The likelihood of a mine following through with their required remediation in Yukon is very low.   There is a recurring pattern to scrape every penny from the ground and leave it to taxpayers for clean up or restoration. 

In the case of the Minto mine workers, left stranded in Whitehorse, its disturbing that they were dismissed so easily, an abrupt end of employment and broken trust with the company.  Some have said to me “this was a disaster we saw coming”.

For anyone interested, the abstracts and liens on this mine are public record and can be requested from the Yukon Mining Office.  They would show every transfer, renewal, and growing list of outstanding liens against the mine. 

A couple of unions have tried to organize the workers of Minto Mine in past years, to ensure they would have the protection of a union and a contract.  But they were unsuccessful so there was no union representation for these workers.  The current situation is a reminder about why unions are essential in mining.  Mining is an inherently dangerous occupation, as seen by the Westray disaster in 1992 that impacted legislation in Canada.  Actively organizing the mines in the Yukon is a priority for the Federation of Labour before something disastrous happens.  It is tragic that workers lost their livelihood, but losing their lives would be worse.

There are several concerning circumstances that negatively impact these workers who had little to no notice they no longer had a job.  

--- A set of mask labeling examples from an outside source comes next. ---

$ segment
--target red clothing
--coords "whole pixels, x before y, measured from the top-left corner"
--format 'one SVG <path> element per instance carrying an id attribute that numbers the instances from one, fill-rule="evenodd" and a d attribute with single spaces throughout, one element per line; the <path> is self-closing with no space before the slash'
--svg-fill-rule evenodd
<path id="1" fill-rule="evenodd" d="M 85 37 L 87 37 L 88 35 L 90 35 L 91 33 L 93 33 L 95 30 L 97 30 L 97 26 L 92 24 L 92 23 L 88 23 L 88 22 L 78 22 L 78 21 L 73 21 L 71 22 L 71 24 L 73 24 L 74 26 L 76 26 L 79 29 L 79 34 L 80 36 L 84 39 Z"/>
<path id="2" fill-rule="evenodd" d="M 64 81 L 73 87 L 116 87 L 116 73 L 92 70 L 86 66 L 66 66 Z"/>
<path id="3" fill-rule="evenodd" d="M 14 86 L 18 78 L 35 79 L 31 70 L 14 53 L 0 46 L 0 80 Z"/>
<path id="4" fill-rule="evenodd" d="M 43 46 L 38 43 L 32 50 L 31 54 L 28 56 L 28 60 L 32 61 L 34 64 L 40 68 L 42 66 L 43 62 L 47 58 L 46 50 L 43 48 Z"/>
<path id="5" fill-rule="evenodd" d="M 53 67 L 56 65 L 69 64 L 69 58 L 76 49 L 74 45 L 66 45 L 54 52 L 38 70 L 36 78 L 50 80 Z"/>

  • There was a video circulated by CBC where workers were receiving the news in daylight, being told not to go down for night shift as they will be shuttled out to Whitehorse in the morning and that they would get paid up to their last shift.  Transportation beyond Whitehorse was not confirmed. 
  • Other workers got off a night shift and then told to immediately get in a shuttle to Whitehorse. They were given one night in a hotel and left with no further assistance. 
  • Workers were also flown into Whitehorse and told not to come out to the site. They were left stranded with no transportation back home.   

It’s not likely these workers are going to get their last paycheques, or severance, or the bonus promised on the next pay. Sources say the entire board resigned the day before, abandoning their workers and the mine. 

A good question to ask is who ran away with the money?  Overall, workers in any industry should not be treated as disposable. Workers lose without union rights. Mining sector without a union is a disaster waiting to happen.